More recently, in March 2010, The Arctic Ocean Foreign Ministers’ Meeting in Chelsea, Canada, was convened. Ministers from Canada, Norway, the US, Denmark, and Russia were invited to discuss “responsible development”. The Chair of the conference, from The Ministry of Foreign Affairs of the Russian Federation, stated that the aim of the conference was that new frameworks for gas pipelines and fishing stocks to be built upon “a solid knowledge base – built on Arctic science, research, and traditional knowledge”. He added that  “the Arctic Ocean coastal states have an important stewardship role in the region. By looking ahead, we are better placed to build a region that can fulfil its true potential and to ensure that change benefits its inhabitants.” Yet no representatives from the indigenous Inuit, Inuvialuit, or Sami community organisations were invited. As Jessica Hernandez points out, indigenous people are “seen as areas of expertise rather than experts… as research subjects rather than researchers” (Wheeling 2022).

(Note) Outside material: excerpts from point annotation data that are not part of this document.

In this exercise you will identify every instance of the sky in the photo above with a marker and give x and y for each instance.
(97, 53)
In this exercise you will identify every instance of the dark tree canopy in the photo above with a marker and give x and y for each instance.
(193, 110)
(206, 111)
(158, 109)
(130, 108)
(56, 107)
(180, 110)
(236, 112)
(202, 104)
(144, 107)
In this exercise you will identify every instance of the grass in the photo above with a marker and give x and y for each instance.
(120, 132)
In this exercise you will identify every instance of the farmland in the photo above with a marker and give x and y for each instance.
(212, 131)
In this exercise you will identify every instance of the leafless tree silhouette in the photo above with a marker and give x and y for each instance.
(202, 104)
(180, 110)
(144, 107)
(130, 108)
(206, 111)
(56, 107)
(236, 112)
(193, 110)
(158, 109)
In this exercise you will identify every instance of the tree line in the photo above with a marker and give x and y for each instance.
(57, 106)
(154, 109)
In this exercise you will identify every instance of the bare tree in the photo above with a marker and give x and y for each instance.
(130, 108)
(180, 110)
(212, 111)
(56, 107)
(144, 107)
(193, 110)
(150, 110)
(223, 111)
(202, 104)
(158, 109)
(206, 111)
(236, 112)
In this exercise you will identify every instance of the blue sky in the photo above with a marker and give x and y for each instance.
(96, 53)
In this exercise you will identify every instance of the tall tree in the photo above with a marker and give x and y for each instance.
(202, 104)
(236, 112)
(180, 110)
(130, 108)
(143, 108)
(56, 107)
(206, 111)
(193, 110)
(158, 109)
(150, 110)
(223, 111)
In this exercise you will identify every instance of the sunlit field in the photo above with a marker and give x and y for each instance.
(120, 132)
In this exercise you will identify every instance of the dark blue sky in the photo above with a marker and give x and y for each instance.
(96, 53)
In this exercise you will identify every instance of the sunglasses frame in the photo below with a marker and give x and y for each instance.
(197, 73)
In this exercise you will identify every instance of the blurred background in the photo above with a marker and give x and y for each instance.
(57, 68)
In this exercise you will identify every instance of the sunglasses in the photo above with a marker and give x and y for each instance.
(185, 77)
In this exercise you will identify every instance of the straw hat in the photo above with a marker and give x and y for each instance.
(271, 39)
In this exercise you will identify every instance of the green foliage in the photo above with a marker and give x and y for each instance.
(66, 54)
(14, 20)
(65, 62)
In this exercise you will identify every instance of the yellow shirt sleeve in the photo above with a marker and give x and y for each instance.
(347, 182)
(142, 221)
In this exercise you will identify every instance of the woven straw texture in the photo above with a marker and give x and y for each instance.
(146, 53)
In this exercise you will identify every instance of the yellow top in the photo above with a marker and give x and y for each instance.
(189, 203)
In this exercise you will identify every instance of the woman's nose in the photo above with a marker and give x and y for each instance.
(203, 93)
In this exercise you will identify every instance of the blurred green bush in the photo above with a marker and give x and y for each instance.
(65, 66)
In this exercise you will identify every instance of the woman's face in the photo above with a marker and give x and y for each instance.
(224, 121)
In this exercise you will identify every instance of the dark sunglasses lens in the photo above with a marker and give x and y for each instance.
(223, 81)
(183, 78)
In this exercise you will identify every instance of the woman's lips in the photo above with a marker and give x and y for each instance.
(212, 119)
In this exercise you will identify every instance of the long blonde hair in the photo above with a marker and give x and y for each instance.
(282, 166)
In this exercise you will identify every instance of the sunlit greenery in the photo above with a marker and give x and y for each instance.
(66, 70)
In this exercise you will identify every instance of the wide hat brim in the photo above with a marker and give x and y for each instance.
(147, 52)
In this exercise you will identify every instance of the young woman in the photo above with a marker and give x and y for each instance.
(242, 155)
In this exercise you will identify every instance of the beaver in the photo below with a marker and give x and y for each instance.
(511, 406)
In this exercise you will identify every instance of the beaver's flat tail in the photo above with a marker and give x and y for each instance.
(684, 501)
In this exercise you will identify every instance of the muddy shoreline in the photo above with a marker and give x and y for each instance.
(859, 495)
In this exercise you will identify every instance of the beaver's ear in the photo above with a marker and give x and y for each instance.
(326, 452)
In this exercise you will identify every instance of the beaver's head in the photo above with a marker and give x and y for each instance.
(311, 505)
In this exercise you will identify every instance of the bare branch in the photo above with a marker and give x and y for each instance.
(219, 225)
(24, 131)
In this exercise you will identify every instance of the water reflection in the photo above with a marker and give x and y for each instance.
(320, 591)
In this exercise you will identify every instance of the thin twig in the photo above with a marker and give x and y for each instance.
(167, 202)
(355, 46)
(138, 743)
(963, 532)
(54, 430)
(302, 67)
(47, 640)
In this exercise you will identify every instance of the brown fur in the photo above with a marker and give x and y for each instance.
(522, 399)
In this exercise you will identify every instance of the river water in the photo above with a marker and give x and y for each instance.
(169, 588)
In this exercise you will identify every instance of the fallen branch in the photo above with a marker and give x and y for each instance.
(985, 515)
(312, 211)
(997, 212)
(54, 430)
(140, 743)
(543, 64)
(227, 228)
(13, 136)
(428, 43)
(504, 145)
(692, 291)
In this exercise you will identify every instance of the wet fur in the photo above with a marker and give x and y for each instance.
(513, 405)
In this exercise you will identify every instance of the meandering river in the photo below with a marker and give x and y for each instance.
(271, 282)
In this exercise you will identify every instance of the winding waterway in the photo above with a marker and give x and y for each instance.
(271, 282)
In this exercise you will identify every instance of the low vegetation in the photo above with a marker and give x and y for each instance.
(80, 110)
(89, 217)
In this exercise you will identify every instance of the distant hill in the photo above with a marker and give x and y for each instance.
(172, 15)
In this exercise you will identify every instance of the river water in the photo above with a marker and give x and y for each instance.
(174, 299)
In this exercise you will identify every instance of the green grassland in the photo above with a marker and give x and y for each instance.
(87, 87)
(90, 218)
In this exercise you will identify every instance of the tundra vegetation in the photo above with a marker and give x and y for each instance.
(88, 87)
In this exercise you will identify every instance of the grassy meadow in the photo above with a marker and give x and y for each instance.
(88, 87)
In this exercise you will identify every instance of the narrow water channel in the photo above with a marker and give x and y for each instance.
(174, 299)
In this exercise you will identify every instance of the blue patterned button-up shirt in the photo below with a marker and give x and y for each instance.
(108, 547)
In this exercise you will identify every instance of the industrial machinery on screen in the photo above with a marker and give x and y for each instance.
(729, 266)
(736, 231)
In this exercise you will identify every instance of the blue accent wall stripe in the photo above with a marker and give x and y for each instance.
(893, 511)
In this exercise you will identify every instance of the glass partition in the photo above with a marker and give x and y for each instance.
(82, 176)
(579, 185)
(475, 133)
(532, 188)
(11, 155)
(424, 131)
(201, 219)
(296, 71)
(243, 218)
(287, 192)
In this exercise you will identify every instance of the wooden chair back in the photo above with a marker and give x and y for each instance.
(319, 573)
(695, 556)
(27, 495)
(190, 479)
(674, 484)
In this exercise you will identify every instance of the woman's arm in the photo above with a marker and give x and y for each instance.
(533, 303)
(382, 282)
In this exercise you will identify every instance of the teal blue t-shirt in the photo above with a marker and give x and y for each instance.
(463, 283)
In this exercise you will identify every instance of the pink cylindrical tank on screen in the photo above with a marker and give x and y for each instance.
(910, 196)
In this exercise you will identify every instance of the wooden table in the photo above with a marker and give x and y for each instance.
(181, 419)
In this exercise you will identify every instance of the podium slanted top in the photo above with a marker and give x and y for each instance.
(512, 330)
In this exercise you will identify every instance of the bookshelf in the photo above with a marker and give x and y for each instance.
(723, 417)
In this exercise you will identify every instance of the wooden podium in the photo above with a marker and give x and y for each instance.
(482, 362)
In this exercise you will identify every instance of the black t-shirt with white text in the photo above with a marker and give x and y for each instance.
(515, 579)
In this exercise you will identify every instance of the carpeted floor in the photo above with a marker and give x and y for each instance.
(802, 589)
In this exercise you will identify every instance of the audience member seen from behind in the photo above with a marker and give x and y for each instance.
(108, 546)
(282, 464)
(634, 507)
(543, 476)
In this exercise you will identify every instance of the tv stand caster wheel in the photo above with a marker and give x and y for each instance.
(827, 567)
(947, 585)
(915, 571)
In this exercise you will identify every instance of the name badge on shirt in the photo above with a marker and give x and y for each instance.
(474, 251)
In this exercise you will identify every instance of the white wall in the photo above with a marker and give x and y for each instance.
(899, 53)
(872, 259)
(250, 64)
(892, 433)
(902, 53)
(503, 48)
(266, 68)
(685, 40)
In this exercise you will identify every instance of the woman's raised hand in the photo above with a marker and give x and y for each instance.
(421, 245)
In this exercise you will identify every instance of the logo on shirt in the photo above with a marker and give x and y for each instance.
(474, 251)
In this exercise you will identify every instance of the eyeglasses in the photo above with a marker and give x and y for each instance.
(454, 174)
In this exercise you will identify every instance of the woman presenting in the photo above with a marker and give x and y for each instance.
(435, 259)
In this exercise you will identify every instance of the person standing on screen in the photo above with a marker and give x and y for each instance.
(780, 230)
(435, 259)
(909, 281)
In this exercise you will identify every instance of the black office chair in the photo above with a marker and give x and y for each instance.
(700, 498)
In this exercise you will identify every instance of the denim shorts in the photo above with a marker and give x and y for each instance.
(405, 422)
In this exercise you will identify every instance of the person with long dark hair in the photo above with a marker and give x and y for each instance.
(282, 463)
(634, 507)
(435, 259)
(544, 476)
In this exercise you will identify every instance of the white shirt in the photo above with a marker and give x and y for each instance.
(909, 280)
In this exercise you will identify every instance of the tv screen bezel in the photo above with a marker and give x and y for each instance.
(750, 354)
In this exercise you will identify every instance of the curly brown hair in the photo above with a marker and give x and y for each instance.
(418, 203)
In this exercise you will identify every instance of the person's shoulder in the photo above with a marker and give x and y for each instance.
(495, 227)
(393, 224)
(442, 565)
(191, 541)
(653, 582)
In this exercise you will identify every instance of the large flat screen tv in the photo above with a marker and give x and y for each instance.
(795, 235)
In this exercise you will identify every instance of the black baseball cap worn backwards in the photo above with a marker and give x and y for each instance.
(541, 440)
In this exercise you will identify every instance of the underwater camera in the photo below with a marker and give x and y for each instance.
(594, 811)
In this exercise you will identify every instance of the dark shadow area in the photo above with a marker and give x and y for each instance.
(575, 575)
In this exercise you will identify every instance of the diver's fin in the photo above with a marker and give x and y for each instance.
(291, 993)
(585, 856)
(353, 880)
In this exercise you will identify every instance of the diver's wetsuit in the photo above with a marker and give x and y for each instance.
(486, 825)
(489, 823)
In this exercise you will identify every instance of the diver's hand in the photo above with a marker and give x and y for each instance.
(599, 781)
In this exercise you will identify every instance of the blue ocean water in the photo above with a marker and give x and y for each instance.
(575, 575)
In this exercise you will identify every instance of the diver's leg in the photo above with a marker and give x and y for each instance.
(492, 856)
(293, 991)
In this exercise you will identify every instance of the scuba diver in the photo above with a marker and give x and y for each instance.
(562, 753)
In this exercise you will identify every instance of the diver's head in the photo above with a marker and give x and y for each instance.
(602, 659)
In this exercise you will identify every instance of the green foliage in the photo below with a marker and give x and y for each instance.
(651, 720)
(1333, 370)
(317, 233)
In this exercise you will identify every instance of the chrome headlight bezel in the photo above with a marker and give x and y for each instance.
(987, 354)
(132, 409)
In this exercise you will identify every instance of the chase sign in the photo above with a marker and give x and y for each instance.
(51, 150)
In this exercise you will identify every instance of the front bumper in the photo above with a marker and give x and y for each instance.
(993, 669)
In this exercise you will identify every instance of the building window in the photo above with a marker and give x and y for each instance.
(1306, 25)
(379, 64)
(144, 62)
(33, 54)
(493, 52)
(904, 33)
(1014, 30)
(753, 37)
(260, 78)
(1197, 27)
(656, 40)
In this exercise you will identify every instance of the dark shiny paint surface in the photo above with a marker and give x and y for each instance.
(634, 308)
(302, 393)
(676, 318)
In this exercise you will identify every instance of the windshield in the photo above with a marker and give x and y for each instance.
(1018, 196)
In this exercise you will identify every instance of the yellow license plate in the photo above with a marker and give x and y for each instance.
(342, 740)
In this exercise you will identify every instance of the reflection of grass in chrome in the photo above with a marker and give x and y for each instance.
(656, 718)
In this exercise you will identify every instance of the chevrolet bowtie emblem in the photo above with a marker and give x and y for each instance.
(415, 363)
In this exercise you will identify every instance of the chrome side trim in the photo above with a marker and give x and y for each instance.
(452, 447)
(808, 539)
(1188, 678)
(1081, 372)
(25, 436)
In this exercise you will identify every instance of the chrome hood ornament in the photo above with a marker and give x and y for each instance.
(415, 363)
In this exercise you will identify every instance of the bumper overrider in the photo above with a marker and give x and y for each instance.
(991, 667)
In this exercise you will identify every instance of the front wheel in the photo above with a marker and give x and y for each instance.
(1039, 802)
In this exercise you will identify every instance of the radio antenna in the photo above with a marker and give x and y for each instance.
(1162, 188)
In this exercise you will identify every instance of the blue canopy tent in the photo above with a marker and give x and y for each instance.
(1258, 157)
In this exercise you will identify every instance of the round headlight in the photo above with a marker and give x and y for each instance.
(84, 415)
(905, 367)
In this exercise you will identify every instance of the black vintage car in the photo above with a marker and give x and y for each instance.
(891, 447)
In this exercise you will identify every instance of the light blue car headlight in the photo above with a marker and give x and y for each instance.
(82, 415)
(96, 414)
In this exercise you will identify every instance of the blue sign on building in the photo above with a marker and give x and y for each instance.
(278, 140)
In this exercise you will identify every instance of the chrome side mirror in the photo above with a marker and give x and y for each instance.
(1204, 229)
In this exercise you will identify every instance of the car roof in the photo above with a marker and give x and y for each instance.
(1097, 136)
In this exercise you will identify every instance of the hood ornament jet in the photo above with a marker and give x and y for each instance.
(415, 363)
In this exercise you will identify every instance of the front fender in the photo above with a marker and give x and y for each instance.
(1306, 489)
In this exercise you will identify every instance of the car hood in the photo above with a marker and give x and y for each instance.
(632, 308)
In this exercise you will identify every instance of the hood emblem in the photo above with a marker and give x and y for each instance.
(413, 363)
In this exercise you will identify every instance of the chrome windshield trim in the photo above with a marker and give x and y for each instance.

 Indigenous Knowledge Systems and TEK: Working with Nature 

Traditional Knowledge Systems (TEK) are defined as “a cumulative body of knowledge, practice, and belief, evolving by adaptive processes and handed down through generations by cultural transmission, about the relationship of living beings including humans with one another and with their environment. It is a subset of indigenous knowledge, which is local knowledge held by indigenous peoples or local knowledge unique to a given culture or society” (Berkes, 2001). 

 

Indigenous methods vary according to habitat. They are different everywhere but are inherently localised systems that share common goals. Dennis Martinez, a community organiser from California’s San Joaquin Valley, has summarised the “essence of the indigenous model” as comprising five ideas: “1) the indigenous concept of ownership; 2) the ‘minimum necessary yield’ or leaving a biodiversity surplus trumps ‘maximum sustained yield’; 3) that people are obliged in the creation of biodiversity to promote ecological stability and diverse production in a constantly changing environment; 4) to obey the Natural Law, e.g., do not force plants or animals to grow; 5) to use incentives for wealth redistribution” (Nelson and Shilling 2018: 169-170). Martinez also asserts that the reasons for Western science’s rejection of the indigenous expertise in  land stewardship are that they believe that “nature was so bountiful that little or no effort was required by indigenous peoples to survive reasonably well; that indigenous populations were so low that they could not have made much of a difference in the structure and composition of the landscape even if they had wanted to, and that their technology was too primitive to have had any significant effect on the environment” (Nelson and Shillin 2018: 154-155).

 

TEK can be directly applied to freshwater management and irrigation. Its main themes of soil health, biodiversity, crop suitability, dry farming, rainwater harvesting, and minimum necessary yields are the natural directives that will steer the sector through the climatic trials to come. Indigenous knowledge systems are critical for restoring the agricultural crisis and the balance of the earth’s biospheres. It is this ancestral knowledge, tried and tested, upon which sustainable farming systems should be modelled. “Indigenous peoples have secure land tenure on 1.3 billion acres globally (18% of all land area), although they live on and manage far more.  Under their stewardship, there are higher rates of sequestration and lower rates of deforestation (Hawken 2017).

The past is the only way to preserve the future.